People with albinism (PWAs) have faced unprecedented discrimination and persecution in parts of Africa, particularly in Kenya, Tanzania and Malawi in recent years.

To fight the stigma, Kenya’s Albinism Society held its inaugural Mr and Miss Albinism beauty pageant, an annual campaign meant to embrace and promote self awareness of PWAs in the society to stop the persecution, abuse, discrimination and stigmatisation.

The pageant was created to raise funds to promote education for PWAs, and the organisers said the funds will help to create employment opportunities and open a wider job market for people with albinism in both social and political responsibilities.

Contestants pose on stage during a pageant hosted by the Albinism Society of Kenya in Nairobi on October 21, 2016. In many parts of Africa people with albinism are stigmatised or hunted for their body parts, but for one night in Kenya those with the condition took to the catwalk to show off their unique beauty. Photo: ANP/ AFP Tony Karumba
Contestants pose on stage during a pageant hosted by the Albinism Society of Kenya in Nairobi on October 21, 2016. In many parts of Africa people with albinism are stigmatised or hunted for their body parts, but for one night in Kenya those with the condition took to the catwalk to show off their unique beauty. Photo: ANP/ AFP Tony Karumba

The colourful beauty pageant was held in the capital Nairobi and it was attended by Kenya’s deputy president William Ruto. The catwalk event generated intense excitement and attracted a number of exuberant young people with albinism, oozing with confidence to showcase their beauty and catwalk skills. The line-up of contestants also boasted of confident adults battling for the crown.

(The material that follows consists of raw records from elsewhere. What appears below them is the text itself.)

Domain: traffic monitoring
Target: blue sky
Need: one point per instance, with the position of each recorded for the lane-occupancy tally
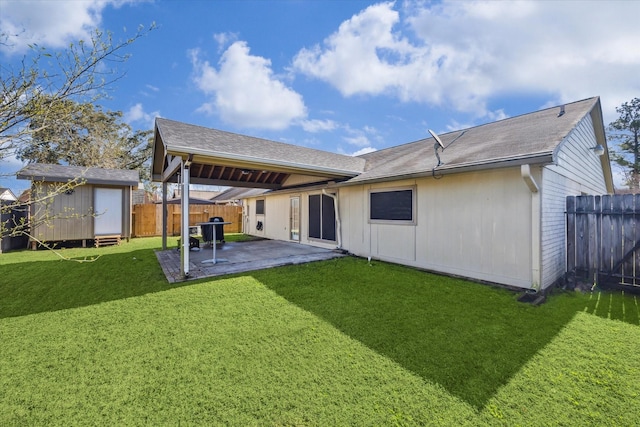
(345, 76)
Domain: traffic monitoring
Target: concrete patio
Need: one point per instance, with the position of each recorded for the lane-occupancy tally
(240, 257)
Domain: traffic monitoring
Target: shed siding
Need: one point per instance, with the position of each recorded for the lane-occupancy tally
(66, 217)
(578, 171)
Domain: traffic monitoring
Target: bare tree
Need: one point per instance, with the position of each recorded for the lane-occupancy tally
(626, 132)
(46, 91)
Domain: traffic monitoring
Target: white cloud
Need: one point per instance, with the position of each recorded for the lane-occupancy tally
(245, 92)
(50, 23)
(223, 39)
(316, 125)
(137, 114)
(462, 54)
(357, 140)
(363, 151)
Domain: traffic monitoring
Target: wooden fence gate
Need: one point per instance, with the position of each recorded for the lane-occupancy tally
(603, 240)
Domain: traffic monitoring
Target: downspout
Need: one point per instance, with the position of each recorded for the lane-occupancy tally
(337, 213)
(536, 278)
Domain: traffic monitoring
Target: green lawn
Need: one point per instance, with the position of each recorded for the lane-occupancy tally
(339, 342)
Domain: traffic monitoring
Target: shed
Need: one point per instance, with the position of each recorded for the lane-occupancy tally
(485, 203)
(96, 206)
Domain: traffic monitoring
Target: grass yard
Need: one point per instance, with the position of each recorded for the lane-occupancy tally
(339, 342)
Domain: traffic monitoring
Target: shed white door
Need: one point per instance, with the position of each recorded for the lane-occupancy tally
(108, 209)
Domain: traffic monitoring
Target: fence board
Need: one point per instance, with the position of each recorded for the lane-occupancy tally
(603, 240)
(148, 218)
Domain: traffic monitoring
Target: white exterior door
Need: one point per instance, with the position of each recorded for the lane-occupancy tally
(108, 211)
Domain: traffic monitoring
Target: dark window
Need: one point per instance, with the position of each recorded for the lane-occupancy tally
(394, 205)
(259, 207)
(315, 227)
(322, 217)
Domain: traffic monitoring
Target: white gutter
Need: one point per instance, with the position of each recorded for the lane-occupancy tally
(536, 228)
(337, 212)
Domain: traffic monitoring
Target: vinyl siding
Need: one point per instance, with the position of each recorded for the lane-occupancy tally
(577, 170)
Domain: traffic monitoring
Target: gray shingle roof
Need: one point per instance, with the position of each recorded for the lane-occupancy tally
(530, 138)
(186, 138)
(62, 173)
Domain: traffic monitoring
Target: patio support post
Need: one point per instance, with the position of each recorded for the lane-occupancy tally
(164, 215)
(184, 219)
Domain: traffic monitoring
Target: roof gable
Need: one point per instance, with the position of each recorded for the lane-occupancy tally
(529, 138)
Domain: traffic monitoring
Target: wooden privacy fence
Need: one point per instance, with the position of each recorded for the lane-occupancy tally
(603, 240)
(147, 218)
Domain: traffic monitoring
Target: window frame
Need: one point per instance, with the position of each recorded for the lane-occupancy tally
(264, 207)
(412, 221)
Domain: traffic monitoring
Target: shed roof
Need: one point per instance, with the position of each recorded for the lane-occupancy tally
(7, 194)
(529, 138)
(61, 173)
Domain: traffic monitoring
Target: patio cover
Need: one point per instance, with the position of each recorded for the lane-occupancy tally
(184, 153)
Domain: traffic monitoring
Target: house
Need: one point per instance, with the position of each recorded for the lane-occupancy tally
(86, 203)
(485, 203)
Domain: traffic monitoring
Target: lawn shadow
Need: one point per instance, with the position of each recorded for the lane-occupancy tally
(31, 287)
(467, 337)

Held under the slogan “my beauty my pride”, and promoted under the hashtag #BeautyBeyondTheSkin, the beauty pageant was touted as a great opportunity to help build the confidence and self esteem of PWAs. Kenya’s Albinism Society says most of the people with albinism live with low self esteem due to the difference in colour and the numerous challenges they face such as stigma and discrimination.

Read: Challenging misconceptions: 7 myths on albinism

The pageant created and offered a wider platform for them to showcase their beauty, and modelling talents, to encourage and promote social and economic inclusion of people with albinism.

A contestant walks down the catwalk in his own creation at a pageant hosted by the Albinism Society of Kenya in Nairobi on October 21, 2016. Photo: ANP/ AFP Tony Karumba
A contestant walks down the catwalk in his own creation at a pageant hosted by the Albinism Society of Kenya in Nairobi on October 21, 2016. Photo: ANP/ AFP Tony Karumba

The campaign is a timely and commendable initiative considering the pain and suffering that people with albinism continue to endure in many parts of the continent. PWAs continue to experience persecution a result of misleading misconceptions, and superstitious beliefs systems on albinism. Some of these prevailing attitudes perpetrated by some witchdoctors that body parts of people with albinism bring good luck and wealth have been blamed for the attacks.